Milk jug with no handle on table
Accessible milk jug

Include those who may have difficulty reading or understanding complicated language as well as young children who aren’t able to read yet. Think about using your product when you’re tired, stressed or haven’t sleep for a while. Will it still be easy to use? Will it be usable by someone who doesn’t have a good memory, can’t concentrate well or struggles with organization or planning?

Also think about various circumstances. Day time and night time use, indoor/outdoor use, sitting down, standing up or lying down. Solitary environments, crowded and noisy environments, places with high or low connectivity. Think about as many scenarios as you can come up with and try to adapt your design to work well in as many of them as you can. Don’t forget that many people have multiple impairments on top of changing circumstances. Will a person who has reduced vision and use of only one arm with a tremor be able to use your product at night whilst lying down? Will a parent with a baby in a sling and a child in a pushchair be able to use your product on a sunny day in the park whilst walking?

Accessibility is not about making your product accessible to everyone at all times. It is about really thinking about what your product is designed to do and allowing it to do just that for as many people as possible in as many varying situations as possible.


Step 4: Make something cool. There are many reasons why people want things, including functionality, aesthetics, cultural influences and social factors. Make something that people not only need, but want to own.


Step 5: Successful products have to be viably priced, but once the baseline is established, there are many factors that effect how much something cost. Market price, perceived value and desirability, available income of potential customers, predicted sails, product availability and many more factors combine to determine the price put on an item. Where possible, it is a more accessible choice to sell more at a cheaper price instead of charging as much as possible.


Step 6: Make something that will withstand the test of time. Viability “is the extent to which the sale and maintenance of the product achieves success for the corresponding company”. If a product is not viable, it cannot be commercially successful and a product that isn’t commercially successful will not remain on the market for very long. It is vital to have a viable business strategy. No matter how accessible and inclusive a product may be, if there is no company to manufacture, distribute and sell it, there will be no product on the market to buy.

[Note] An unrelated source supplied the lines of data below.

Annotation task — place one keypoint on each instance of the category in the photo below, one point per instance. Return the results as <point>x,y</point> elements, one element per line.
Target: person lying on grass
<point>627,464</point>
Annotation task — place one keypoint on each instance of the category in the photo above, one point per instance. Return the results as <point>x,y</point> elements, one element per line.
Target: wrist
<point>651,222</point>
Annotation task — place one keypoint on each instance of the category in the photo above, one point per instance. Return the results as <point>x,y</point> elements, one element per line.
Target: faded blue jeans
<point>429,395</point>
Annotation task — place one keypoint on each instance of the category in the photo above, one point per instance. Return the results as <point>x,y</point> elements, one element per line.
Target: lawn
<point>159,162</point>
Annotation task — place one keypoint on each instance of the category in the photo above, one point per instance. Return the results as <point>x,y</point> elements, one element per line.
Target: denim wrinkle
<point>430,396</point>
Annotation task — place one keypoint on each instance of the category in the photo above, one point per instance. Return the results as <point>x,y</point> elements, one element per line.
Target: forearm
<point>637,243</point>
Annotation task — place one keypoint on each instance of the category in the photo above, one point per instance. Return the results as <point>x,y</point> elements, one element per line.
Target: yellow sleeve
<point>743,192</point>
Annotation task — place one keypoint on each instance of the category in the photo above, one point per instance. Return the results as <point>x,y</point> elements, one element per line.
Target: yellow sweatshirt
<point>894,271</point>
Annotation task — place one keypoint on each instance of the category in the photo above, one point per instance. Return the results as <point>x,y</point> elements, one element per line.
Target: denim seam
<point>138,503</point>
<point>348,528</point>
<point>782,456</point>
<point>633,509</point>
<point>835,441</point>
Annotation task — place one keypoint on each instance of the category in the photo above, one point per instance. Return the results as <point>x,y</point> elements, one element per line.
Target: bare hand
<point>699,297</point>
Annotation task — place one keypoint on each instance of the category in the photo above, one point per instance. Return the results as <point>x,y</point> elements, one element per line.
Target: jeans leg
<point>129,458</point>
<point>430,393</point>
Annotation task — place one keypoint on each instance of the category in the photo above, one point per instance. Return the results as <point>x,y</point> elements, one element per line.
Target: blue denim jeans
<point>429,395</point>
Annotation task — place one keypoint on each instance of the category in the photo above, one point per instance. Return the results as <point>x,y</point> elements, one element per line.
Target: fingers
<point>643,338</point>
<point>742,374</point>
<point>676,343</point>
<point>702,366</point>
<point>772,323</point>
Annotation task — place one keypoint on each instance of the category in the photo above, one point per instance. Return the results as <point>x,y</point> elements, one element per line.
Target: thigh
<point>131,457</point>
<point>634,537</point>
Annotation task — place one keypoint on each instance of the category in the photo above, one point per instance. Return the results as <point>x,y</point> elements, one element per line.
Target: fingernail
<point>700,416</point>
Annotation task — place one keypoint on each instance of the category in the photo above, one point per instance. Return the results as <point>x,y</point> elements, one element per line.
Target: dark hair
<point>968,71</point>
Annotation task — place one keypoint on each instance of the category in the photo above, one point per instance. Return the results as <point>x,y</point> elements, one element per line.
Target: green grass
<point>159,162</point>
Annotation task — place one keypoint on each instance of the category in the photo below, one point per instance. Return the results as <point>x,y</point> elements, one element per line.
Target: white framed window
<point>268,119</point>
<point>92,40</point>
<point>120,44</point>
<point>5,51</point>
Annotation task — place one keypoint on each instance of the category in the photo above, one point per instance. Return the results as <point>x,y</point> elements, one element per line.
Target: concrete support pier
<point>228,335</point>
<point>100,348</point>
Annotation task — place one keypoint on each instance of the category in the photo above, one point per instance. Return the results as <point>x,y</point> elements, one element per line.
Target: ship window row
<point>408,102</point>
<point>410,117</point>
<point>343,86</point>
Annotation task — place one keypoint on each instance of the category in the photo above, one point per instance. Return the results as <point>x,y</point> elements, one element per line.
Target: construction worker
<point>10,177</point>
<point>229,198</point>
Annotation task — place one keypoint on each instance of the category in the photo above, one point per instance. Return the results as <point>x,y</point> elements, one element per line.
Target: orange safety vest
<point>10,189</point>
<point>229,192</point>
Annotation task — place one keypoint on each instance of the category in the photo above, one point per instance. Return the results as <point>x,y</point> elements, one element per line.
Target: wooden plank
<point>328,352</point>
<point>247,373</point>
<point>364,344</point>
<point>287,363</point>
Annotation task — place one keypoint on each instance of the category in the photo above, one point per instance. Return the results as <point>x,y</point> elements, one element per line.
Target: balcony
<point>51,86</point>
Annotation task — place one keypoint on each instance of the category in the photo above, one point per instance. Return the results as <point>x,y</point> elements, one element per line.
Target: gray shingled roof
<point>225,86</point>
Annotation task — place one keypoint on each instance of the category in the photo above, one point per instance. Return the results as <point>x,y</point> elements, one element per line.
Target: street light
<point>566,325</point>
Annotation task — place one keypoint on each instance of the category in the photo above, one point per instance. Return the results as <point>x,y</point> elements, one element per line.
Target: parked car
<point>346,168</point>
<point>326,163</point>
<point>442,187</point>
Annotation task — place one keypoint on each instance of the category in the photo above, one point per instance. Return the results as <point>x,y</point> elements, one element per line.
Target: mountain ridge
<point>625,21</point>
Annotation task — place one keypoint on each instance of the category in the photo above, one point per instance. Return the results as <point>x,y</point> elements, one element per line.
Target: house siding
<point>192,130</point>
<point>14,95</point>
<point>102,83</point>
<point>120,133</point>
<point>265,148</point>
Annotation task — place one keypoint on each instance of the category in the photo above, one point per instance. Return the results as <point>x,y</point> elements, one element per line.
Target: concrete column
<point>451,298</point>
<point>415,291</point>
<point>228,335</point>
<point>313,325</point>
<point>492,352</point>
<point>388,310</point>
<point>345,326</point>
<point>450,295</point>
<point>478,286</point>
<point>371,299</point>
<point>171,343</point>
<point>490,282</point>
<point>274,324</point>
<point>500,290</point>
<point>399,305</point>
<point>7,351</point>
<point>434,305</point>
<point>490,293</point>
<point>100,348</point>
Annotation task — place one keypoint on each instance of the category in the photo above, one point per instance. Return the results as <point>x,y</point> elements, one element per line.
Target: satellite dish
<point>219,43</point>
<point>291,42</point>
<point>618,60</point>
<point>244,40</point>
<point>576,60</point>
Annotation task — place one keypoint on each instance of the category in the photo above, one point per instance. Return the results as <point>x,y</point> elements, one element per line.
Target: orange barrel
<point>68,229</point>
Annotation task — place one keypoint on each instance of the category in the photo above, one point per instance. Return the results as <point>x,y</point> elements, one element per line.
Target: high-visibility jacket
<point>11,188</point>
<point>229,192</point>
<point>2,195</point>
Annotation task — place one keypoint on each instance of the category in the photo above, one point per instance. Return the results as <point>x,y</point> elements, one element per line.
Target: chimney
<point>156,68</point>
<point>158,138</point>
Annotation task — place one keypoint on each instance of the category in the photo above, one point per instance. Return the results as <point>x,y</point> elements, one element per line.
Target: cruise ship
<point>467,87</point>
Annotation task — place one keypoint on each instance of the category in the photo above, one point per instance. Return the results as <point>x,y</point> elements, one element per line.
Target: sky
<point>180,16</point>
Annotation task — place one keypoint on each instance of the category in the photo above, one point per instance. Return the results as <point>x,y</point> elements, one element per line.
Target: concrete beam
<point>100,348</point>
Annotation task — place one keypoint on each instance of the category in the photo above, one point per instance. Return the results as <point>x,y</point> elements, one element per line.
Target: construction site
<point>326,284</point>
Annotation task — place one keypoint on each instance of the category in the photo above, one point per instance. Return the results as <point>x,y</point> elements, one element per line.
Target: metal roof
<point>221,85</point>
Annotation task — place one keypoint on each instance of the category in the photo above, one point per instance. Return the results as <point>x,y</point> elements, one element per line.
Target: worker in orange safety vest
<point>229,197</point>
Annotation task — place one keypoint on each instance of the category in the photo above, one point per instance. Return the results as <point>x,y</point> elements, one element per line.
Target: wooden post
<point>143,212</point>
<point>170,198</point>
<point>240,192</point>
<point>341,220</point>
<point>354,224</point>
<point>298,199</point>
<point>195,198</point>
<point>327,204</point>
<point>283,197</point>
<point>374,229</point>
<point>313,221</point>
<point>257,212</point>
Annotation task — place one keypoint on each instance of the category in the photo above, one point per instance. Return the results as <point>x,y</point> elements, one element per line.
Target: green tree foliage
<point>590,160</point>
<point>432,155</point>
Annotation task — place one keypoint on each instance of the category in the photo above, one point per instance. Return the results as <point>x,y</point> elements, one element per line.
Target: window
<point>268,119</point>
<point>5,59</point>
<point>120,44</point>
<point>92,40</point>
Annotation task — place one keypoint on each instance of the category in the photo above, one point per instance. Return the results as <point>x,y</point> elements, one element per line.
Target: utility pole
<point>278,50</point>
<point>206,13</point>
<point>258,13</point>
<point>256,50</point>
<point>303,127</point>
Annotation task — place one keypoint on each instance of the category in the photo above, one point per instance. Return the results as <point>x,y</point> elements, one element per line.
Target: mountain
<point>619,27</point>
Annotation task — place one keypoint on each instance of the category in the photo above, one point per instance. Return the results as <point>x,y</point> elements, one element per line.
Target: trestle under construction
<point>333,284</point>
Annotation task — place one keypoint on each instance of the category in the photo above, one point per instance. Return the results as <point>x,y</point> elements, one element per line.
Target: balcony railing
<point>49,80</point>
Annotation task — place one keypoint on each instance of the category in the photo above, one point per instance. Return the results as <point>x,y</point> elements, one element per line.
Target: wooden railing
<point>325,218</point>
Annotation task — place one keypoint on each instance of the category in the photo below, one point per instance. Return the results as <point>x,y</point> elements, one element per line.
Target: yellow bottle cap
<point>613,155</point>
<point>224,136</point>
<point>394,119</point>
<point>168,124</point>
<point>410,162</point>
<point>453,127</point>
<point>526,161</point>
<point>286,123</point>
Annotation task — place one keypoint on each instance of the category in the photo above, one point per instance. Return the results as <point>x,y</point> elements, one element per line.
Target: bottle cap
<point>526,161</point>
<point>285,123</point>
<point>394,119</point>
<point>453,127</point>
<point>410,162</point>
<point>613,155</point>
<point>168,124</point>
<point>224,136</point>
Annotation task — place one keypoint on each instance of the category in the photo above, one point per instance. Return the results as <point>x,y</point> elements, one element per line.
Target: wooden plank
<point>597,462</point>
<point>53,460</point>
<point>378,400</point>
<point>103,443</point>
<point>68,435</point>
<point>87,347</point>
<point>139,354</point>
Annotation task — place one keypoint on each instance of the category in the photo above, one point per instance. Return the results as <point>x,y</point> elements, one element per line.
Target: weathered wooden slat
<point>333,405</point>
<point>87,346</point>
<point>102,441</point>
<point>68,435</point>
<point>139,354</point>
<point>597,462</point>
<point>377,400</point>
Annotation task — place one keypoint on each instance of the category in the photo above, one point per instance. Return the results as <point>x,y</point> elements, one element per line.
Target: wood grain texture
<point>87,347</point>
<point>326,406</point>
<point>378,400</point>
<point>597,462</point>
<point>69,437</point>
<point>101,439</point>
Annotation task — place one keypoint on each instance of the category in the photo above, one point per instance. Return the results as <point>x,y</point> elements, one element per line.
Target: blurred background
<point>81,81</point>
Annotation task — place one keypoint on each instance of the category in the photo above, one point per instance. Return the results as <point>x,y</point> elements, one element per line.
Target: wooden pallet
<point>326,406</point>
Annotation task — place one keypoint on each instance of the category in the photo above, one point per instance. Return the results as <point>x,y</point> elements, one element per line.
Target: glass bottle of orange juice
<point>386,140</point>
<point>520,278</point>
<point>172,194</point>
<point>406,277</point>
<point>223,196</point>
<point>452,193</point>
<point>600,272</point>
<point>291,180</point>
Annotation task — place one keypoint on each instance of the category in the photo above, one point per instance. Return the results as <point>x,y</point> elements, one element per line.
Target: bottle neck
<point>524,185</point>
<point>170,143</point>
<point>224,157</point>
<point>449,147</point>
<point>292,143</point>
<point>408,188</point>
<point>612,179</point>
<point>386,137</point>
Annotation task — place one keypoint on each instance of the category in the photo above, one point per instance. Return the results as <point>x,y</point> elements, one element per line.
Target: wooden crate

Step 7: The goal to aim for is to include accessibility in the initial design so that there is no need to modify or adapt your product for use by a wider audience. However, no product can be made accessibility to all under all circumstances. Be aware when making decisions about which features to give a higher priority to, that there is also the option available to individuals who may not be able to use the product as is to easily adapt it to meet their complex, specialist or specific needs. Make sure that you share information about compatibility (and incompatibility) with potential users before purchase.

Razer Taipan Expert Ambidextrous Gaming Mouse left and right angle view
Razer Taipan Expert Ambidextrous Gaming Mouse

Making products accessible to everyone is a lofty, mostly unobtainable goal, but making them as accessible as possible isn’t. Accessibility has to be considered and included early in the design process. It can’t be an adjunct added onto a finished product and it shouldn’t be something separate kept compartmentalized from the rest of the process of making cool things. I would also add a Step 8: State on the box who your product is made for. Let people know whether they will be able to use your product.

The above concepts are from The International Telecommunication Union (ITU) and Global Initiative for Inclusive ICTs (G3ict)’s e-Accessibility Policy Toolkit for Persons with Disabilities lists in an article, “What is an accessible product?